Q5. How does the paper assess the validity of the proposed ensemble techniques?
The authors assess the validity of their proposal through an extensive experimental evaluation carried out in two different application domains: throughput prediction of a popular open-source NoSQL distributed key-value store, Red Hat’s Infinispan [25], and response time prediction of a total order broadcast service, a key building block for fault-tolerant replicated systems.
Q6. What is the definition of a function in a ML-based model?
Analogously to a ML-based model, an analytical model ΓAM is a function FAM → C, which can be queried to predict the performance of the modeled system ŷ = AM(x) over a given configuration x ∈ FAM .
Q7. What is the purpose of the ML-based learner?
By narrowing the scope in which the ML-based learner Γreg is used to the regions of high error for ΓAM , the complexity of the function that needs to be learnt via ML may be reduced, which may ultimately benefit the accuracy of Γreg.
Q8. What is the use of ML for prediction of performance?
In the former case, AM is employed to capture the effects of data and CPU contention on performance, whereas ML is employed to forecast response time of network-bound operations.
Q9. What is the reason for the lack of a regressor?
The authors argue that this depends on the fact that the error function of the ensemble composed by ΓAM and by one ML-based regressor was extremely irregular, hence resulting not easy to learn using additional black-box regressors.
Q10. What is the key factor that affects the performance of the proposed solutions?
Their experimental study suggests that one of the key factors that affects the performance of the proposed solutions is the “shape” of the error distribution of ΓAM .

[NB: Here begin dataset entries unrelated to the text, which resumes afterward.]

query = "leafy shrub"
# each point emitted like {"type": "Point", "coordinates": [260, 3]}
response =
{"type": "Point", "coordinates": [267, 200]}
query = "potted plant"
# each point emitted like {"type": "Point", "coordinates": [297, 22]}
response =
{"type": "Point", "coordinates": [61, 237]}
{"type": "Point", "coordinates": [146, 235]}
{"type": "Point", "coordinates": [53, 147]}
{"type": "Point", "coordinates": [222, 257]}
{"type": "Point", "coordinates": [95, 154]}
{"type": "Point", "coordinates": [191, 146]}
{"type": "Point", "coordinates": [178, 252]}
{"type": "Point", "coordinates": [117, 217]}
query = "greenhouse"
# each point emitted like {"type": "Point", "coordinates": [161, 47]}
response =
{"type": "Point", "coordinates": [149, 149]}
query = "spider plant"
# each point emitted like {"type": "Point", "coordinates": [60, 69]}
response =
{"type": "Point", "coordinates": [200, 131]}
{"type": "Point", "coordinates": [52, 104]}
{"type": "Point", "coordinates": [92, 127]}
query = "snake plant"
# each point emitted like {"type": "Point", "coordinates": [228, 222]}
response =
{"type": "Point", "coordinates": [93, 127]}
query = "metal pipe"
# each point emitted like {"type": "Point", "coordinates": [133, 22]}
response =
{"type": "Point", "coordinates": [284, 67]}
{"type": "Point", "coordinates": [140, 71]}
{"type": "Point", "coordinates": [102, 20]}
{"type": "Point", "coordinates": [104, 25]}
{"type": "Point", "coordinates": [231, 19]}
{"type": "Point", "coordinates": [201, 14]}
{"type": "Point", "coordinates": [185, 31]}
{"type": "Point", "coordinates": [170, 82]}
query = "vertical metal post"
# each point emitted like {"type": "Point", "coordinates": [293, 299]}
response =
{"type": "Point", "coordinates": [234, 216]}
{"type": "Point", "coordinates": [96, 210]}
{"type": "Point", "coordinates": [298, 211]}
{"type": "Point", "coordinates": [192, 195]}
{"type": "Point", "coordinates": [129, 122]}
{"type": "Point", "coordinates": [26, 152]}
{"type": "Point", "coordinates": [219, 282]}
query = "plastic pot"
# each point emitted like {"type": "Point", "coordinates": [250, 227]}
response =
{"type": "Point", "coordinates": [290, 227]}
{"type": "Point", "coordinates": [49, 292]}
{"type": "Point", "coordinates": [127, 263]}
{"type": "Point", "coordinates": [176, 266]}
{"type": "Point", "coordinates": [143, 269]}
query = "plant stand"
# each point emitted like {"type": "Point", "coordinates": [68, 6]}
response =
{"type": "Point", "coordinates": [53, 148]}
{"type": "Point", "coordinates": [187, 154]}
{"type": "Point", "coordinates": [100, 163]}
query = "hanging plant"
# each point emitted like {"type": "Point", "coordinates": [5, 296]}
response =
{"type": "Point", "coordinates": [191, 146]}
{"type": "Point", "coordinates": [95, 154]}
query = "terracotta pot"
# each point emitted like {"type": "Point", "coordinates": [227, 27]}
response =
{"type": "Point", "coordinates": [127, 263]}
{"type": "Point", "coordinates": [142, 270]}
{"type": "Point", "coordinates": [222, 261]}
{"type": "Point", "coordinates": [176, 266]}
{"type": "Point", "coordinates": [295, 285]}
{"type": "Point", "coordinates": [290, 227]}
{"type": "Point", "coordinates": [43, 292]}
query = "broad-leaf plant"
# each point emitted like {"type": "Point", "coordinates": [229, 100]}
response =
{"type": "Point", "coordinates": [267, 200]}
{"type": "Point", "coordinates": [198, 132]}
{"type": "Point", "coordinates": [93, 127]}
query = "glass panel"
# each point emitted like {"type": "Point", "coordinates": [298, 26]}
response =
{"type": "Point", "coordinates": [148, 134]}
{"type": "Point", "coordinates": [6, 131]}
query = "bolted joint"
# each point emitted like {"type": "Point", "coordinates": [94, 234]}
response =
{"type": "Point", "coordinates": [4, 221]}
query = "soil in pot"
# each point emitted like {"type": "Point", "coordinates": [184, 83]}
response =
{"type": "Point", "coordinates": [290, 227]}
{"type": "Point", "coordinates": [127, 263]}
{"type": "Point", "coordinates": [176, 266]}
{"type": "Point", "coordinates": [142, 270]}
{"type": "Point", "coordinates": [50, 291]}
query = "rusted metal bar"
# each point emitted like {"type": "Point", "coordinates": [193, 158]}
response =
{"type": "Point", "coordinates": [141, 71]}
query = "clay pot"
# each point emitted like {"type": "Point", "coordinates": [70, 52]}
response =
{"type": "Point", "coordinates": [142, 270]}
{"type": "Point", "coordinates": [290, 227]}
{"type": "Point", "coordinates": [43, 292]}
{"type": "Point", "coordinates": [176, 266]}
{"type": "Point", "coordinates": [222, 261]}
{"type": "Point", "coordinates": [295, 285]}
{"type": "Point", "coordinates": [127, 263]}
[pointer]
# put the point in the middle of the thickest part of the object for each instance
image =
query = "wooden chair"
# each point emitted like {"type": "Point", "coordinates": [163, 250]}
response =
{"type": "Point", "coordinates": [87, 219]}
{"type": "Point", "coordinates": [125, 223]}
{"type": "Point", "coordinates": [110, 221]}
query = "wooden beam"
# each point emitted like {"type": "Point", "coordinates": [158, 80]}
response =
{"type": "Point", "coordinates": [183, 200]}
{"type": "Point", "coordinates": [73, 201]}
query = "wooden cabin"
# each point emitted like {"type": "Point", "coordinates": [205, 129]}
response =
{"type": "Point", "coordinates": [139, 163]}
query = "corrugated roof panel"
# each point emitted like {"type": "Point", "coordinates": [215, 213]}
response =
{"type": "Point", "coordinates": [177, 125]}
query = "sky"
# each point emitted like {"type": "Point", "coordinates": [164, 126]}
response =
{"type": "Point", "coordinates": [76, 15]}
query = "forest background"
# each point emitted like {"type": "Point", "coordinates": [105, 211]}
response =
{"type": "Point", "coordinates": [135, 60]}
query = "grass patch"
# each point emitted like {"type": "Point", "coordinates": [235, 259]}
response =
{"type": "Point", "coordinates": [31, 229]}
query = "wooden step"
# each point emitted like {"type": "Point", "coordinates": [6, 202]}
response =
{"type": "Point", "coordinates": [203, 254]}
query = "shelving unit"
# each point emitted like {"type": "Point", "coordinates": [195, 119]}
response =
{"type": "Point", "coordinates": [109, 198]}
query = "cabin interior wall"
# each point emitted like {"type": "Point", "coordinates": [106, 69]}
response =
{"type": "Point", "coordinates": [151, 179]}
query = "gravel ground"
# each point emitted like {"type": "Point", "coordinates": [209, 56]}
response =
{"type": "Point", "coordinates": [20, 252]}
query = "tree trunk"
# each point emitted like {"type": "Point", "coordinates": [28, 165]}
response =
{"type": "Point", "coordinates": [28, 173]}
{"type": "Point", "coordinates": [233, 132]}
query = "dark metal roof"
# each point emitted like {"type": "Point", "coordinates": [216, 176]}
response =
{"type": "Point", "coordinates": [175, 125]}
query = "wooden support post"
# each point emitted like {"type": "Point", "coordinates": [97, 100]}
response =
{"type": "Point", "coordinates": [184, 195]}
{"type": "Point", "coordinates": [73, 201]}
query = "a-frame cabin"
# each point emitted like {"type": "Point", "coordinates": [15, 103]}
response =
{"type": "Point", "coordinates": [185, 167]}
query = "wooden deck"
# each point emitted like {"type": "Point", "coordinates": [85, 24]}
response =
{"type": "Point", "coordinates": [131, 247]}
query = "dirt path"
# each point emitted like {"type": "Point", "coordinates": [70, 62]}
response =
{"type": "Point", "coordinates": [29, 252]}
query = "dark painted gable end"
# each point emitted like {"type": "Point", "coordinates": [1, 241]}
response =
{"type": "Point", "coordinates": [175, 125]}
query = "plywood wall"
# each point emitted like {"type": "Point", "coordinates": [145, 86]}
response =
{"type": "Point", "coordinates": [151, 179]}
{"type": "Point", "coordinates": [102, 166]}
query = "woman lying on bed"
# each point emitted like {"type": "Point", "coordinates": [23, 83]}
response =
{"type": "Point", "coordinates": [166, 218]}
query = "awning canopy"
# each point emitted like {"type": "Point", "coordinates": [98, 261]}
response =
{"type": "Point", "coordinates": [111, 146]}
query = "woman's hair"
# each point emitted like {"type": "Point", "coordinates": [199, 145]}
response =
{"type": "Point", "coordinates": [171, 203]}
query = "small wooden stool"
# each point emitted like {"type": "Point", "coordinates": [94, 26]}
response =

Q11. What is the way to tune the parameters of a ML ensemble?
The correct settings of these parameters can be identified recurring to the standard methodology used to tune the internal parameters of ML-based algorithms: performing a parameter’s sweep during the training phase, and using crossvalidation to evaluate the accuracy achieved when using a candidate parameter configuration over a test set disjoint from the training set used to initialize the ensemble [2].incurs the largest errors are relatively circumscribed, solutions like KNN and Probing, which are based on the idea of determining in which regions to use which learner, result the most effective.
Q12. What are the three ensemble techniques that are used to achieve the same objectives?
As already mentioned, the authors present in the following three ensemble techniques that pursue the same objectives (minimizing training time and achieving an accuracy better or comparable to that of both black and white box techniques) using different algorithmic approaches.
Q13. Why is Cubist the accurate ML technique?
The choice of Cubist as reference base learner for the results presented in this section is due to the fact that, at least in the considered case studies, Cubist consistently resulted to be the most accurate individual (non-ensembled) ML tech-nique, when compared to (Weka’s implementations of) ANN and SVM2.